Teatro Ponchielli, 13 juin

Pour sa 42e édition, le Festival Monteverdi de Crémone s’ouvre sur une production d’Il ritorno d’Ulisse in patria (1640), portée par l’éloquente mise en scène de Davide Livermore et la direction inspirée de Michele Pasotti. Si la scénographie s’impose par la force de sa vision, la direction musicale séduit par le raffinement de ses couleurs et l’inventivité érudite de ses choix. Dès le lever de rideau, l’intelligence de l’approche scénique se révèle dans une appropriation rigoureuse du livret de Giacomo Badoaro, une direction d’acteurs quasi chorégraphique, et une lisibilité poétique peu commune.

Elle s’enracine dans l’esthétique du néoréalisme italien, auquel Livermore rend un hommage explicite en convoquant les univers de Visconti (La terra trema) et de Rossellini (Stromboli), où Ithaque devient un monde âpre, dépouillé, à la fois mythique et étrangement familier. De cette filiation naissent des images d’une acuité saisissante : la nudité exposée, presque déchirante, de L’Umana Fragilità ; la brutalité latente des prétendants, piégés par leur convoitise alors qu’ils dépouillent La Fortuna pour mieux séduire Pénélope ; ou encore l’épure visuelle des tableaux conçus par Eleonora Peronetti – décors, accessoires, vidéos –, où la mer, les reliefs, le palais composent un théâtre sobre et tendu, au service des forces morales et symboliques qui irriguent le récit. Cette cohérence visuelle doit également à la qualité esthétique des costumes d’Anna Verde, d’une élégance expressive sans ostentation, ainsi qu’à la beauté des éclairages d’Antonio Castro, dont les clairs-obscurs sculptent l’espace avec une grande précision dramatique.

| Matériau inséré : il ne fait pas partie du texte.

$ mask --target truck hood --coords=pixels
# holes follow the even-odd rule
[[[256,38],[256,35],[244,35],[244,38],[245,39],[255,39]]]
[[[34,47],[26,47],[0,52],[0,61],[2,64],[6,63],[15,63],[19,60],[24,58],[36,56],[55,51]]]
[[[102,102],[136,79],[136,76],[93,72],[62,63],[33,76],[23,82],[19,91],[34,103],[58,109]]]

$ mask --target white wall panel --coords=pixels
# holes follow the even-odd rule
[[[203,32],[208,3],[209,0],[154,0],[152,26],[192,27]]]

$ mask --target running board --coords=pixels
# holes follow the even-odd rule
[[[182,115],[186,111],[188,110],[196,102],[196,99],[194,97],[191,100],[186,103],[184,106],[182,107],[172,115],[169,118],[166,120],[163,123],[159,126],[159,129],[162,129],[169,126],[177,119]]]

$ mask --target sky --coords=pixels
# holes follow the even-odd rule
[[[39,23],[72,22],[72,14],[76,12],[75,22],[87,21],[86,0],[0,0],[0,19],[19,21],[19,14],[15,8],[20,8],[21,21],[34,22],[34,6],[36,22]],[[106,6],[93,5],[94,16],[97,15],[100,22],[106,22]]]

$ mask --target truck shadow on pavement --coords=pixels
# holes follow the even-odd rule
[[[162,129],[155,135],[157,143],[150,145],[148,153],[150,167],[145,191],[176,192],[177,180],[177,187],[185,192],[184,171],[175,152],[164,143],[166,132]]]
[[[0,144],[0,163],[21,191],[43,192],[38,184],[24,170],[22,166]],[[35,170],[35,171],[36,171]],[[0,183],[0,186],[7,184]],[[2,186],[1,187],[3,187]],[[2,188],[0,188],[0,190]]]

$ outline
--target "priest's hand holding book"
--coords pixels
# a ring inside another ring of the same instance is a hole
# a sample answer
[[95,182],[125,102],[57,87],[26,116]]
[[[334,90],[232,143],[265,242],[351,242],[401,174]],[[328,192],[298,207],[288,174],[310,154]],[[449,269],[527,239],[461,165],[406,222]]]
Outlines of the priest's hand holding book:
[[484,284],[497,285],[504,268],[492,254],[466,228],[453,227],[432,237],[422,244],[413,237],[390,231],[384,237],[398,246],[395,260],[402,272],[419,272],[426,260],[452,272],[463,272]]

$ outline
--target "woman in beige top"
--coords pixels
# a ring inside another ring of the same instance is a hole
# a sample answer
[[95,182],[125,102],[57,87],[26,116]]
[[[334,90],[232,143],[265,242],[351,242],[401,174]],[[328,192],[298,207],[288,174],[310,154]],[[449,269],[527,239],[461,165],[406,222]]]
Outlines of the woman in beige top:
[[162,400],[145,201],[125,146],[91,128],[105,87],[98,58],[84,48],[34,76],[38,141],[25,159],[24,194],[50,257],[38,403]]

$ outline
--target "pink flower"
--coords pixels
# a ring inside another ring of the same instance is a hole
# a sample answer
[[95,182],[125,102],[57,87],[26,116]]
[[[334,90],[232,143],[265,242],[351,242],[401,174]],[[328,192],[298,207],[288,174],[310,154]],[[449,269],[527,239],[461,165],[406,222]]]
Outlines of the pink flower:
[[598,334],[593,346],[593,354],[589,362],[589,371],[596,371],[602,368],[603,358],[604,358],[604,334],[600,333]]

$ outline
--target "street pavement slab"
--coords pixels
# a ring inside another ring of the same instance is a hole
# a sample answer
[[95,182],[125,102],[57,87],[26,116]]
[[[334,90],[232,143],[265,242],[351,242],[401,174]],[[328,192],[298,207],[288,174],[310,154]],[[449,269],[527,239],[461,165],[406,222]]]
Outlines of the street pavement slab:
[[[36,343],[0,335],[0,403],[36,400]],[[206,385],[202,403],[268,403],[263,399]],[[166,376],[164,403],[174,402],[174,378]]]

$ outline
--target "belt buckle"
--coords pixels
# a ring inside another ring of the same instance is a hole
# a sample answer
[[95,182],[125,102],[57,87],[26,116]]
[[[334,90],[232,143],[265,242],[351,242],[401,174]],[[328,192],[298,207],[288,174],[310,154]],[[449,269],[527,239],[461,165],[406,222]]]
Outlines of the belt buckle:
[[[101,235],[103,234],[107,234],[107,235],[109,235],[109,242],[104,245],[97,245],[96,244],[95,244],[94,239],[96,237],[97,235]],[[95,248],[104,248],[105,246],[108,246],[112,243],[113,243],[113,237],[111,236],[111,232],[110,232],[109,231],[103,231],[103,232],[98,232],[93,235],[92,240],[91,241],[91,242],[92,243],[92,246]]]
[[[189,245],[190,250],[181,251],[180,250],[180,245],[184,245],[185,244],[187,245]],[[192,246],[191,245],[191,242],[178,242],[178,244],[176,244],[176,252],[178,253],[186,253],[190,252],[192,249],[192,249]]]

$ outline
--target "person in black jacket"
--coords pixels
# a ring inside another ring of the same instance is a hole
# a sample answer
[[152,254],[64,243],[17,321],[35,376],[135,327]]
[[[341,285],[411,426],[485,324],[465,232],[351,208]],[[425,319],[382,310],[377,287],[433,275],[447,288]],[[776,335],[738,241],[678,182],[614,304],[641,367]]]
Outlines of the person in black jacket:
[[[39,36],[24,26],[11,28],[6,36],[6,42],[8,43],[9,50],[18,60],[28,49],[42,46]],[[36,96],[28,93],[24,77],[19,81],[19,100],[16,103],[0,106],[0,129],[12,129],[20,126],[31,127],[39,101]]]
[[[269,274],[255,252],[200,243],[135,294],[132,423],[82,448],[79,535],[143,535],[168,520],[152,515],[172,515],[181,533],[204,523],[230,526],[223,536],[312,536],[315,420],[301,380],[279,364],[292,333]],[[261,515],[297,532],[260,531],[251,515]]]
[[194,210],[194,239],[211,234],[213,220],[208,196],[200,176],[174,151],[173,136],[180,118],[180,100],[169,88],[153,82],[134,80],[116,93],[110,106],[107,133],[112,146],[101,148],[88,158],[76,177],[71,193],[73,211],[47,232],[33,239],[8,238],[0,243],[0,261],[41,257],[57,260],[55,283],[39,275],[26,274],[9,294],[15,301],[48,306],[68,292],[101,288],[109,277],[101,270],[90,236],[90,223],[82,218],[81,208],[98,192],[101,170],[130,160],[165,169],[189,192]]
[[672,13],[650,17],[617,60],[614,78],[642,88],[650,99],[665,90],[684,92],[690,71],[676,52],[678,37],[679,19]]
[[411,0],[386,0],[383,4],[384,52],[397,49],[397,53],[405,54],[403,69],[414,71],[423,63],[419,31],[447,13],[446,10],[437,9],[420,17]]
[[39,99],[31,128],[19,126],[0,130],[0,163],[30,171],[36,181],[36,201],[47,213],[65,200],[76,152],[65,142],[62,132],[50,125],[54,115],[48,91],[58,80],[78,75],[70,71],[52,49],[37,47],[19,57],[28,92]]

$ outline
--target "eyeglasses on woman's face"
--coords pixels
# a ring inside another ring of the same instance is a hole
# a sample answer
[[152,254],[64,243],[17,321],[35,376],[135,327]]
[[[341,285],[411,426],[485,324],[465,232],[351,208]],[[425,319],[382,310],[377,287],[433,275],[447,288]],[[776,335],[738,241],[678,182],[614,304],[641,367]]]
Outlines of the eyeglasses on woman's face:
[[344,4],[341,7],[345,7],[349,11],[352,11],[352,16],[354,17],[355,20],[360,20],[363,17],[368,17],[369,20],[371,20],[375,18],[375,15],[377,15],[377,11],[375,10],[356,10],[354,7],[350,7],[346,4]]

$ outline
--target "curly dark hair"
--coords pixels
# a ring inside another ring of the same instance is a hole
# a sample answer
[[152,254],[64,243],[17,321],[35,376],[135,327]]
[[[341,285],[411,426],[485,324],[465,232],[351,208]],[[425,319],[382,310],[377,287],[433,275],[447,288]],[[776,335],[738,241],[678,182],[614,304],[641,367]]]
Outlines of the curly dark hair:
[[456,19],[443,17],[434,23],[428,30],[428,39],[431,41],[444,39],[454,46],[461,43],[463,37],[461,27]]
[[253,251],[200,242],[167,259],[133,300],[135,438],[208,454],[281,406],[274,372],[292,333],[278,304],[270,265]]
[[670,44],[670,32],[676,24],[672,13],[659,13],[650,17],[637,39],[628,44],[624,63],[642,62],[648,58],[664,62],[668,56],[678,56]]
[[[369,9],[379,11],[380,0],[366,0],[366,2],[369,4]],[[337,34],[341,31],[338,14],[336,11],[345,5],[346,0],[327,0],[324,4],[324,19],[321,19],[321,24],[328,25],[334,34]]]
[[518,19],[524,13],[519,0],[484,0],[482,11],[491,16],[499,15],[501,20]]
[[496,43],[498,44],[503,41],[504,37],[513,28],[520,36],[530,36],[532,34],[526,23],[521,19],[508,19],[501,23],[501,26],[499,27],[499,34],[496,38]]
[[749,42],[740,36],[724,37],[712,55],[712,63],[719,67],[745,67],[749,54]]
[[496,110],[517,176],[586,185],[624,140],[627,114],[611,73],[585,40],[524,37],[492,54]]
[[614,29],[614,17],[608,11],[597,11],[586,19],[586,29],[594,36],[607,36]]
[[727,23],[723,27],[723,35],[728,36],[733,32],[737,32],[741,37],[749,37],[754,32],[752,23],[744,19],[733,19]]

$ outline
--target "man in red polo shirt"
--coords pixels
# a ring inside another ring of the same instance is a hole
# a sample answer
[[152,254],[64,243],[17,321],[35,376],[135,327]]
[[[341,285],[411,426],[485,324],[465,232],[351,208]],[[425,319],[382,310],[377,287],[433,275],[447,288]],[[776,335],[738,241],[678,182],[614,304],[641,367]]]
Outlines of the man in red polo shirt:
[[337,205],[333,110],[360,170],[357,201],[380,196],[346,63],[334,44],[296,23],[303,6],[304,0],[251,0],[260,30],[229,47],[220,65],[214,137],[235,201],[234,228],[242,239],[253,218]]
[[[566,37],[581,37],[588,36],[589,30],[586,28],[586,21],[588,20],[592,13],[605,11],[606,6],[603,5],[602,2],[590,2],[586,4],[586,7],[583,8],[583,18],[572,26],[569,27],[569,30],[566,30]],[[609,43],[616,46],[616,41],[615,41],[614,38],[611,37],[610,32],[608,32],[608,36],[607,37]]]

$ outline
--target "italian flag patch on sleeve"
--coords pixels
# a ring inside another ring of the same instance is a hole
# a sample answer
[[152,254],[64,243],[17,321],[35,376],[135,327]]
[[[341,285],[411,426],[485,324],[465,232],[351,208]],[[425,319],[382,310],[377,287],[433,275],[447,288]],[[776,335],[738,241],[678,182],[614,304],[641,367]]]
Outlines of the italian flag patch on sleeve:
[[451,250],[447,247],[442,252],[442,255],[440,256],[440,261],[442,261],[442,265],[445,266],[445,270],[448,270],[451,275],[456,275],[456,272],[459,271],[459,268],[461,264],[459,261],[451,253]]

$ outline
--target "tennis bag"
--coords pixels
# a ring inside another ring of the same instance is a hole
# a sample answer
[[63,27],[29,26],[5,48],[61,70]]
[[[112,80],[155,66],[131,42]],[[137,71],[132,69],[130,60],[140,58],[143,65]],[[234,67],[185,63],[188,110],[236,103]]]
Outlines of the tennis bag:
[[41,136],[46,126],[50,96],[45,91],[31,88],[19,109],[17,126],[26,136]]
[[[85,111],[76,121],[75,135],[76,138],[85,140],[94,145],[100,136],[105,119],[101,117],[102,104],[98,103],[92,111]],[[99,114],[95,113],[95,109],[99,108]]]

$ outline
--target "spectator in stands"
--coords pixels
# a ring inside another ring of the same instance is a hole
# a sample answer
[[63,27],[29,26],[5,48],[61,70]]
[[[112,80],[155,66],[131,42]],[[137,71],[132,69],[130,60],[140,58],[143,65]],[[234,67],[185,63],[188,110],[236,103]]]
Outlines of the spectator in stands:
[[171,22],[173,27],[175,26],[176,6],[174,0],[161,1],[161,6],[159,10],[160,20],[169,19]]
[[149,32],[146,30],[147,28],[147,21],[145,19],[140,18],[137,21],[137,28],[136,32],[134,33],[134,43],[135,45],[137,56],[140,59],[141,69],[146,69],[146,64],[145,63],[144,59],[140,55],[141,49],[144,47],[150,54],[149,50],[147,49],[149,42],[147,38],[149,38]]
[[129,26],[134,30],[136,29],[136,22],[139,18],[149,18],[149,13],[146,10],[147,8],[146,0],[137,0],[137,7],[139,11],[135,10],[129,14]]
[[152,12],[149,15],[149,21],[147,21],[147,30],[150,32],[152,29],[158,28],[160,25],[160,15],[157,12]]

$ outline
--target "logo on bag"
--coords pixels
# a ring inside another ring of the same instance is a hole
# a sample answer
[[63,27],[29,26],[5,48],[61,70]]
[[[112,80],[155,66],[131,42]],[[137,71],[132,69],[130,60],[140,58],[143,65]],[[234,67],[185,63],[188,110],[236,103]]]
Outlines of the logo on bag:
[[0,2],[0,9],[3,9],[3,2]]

La distribution, majoritairement italienne, enchante par sa verve déclamatoire, son naturel et l’énergie de ses incarnations. Mauro Borgioni campe un Ulisse d’autorité tranquille : dès sa première apparition, il s’impose par un chant ductile, modelé avec finesse et profondeur. Margherita Sala incarne une Penelope bouleversante, portée par une voix charnelle, vibrante et intensément habitée. Parmi les autres interprètes notables, citons le lyrisme ample de Luigi De Donato (Il Tempo / Nettuno), le piquant de Giulia Bolcato (Amore / Giunone), l’aplomb de Valentino Buzza (Giove), la présence fiévreuse d’Arianna Vendittelli (Minerva), l’engagement de Chiara Osella (L’Umana Fragilità), la candeur vibrante de Jacob Lawrence (Telemaco), sans oublier le retour inattendu de Livermore lui-même sur scène, dans le rôle d’Iro, incarné avec une aisance jubilatoire.

Sur le plan musical, Michele Pasotti embrasse la partition de Monteverdi avec une passion manifeste. Il opte pour un instrumentarium généreux, laissant s’épanouir des timbres capiteux qui trouvent un écrin idéal dans l’acoustique du Teatro Ponchielli. Là où certains puristes s’en tiennent à l’effectif originel – six à neuf instruments –, Pasotti, à l’instar de nombreux chefs contemporains, convoque une vingtaine d’instruments (cornet, dulciane, flûte, harpe, lirone, orgue, régale), offrant un tissu orchestral plus opulent, sans jamais trahir l’esprit du compositeur. Au contraire, cette densité sonore accrue permet aux chanteurs d’explorer de nouvelles inflexions, d’affirmer leurs appuis et de marier les timbres à loisir.

Quelques coupures à l’acte II ne nuisent ni à la cohérence ni à la clarté du propos dramatique. En revanche, l’ajout final d’un chœur probablement tiré d’un motet apparaît plus discutable, tant il amoindrit l’impact intime du duo amoureux conclusif. Rien, cependant, ne vient entamer la remarquable fluidité de ce spectacle, à la fois dense et d’une tenue artistique exemplaire.